Track the trend not the data point. One bad test kit reading is an outlier, but a steady downward slope across three tests are a pattern to trust. Saves stress and money. It all comes down to rhythm not reaction when managing magnesium. Feed the tank what it uses but don’t flood the tank with so many extra ions that they starts competing against everything else.

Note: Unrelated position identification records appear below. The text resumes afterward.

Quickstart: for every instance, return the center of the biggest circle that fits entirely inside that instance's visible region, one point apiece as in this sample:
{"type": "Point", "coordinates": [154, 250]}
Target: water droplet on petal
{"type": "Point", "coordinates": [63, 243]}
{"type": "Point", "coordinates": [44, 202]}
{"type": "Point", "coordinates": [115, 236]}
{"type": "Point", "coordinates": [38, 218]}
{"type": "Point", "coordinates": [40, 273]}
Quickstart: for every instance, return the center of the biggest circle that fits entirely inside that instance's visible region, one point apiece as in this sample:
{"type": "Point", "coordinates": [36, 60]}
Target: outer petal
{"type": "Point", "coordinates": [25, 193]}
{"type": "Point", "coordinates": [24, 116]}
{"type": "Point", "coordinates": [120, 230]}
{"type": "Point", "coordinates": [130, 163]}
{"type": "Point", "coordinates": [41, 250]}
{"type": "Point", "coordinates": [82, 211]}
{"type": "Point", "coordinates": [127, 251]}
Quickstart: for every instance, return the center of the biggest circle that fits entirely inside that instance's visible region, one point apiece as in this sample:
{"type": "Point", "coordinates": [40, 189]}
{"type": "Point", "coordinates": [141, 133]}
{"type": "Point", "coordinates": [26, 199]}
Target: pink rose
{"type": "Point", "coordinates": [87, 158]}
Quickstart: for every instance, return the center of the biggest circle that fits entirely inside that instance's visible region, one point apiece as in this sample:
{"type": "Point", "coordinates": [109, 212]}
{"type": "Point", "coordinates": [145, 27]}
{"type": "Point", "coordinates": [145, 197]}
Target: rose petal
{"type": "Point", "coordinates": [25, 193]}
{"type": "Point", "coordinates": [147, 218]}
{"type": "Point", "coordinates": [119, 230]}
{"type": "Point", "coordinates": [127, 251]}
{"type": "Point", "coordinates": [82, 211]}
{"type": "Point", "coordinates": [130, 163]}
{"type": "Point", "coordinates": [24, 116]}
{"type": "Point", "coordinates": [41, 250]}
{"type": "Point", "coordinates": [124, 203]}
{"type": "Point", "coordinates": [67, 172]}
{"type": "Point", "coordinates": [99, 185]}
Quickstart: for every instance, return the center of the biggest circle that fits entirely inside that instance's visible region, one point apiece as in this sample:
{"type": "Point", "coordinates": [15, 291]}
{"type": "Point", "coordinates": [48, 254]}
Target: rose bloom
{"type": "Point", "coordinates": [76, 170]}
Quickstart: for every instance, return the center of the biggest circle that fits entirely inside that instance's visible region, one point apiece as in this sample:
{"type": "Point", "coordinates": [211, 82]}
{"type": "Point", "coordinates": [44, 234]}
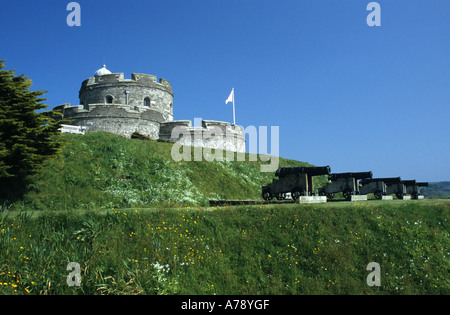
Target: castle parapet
{"type": "Point", "coordinates": [210, 134]}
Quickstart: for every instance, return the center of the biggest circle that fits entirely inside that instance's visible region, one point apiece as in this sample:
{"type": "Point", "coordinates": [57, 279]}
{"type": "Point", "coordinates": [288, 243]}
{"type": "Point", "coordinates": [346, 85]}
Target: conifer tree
{"type": "Point", "coordinates": [27, 137]}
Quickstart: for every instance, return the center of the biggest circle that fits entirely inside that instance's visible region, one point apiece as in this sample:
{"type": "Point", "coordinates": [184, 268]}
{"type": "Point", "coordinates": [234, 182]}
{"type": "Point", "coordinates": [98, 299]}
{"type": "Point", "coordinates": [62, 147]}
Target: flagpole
{"type": "Point", "coordinates": [234, 116]}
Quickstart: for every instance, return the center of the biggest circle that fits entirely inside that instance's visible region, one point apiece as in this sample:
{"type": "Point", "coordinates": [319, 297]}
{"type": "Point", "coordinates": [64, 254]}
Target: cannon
{"type": "Point", "coordinates": [296, 180]}
{"type": "Point", "coordinates": [413, 188]}
{"type": "Point", "coordinates": [377, 186]}
{"type": "Point", "coordinates": [347, 183]}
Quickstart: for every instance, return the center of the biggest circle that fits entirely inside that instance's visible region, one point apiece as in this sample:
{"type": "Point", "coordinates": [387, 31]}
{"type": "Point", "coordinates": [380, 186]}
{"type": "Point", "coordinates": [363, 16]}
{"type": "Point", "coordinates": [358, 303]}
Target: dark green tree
{"type": "Point", "coordinates": [27, 137]}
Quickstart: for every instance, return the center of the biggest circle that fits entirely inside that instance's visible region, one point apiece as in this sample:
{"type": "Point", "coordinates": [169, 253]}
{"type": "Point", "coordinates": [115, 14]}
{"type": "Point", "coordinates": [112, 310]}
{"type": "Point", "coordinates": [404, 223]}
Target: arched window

The calculator above does most of the work (conversions, projections) but you need to understand how to interpret the output in the context of your tank. Treat the daily consumption number as an order guide for dosing/supply schedules. Maintain roughly a constant level within the range of 1300-1400 parts per million for most mixed reef tanks. Increase that slightly if you are running lots of SPS which tend to require additional “structural” support. It’s all about consistency. Once magnesium starts riding a less wild seesaw, then alkalinity will stabilize, calcium becomes predictable, and finally those darn corals can stop focusing on survival and start focusing on growth.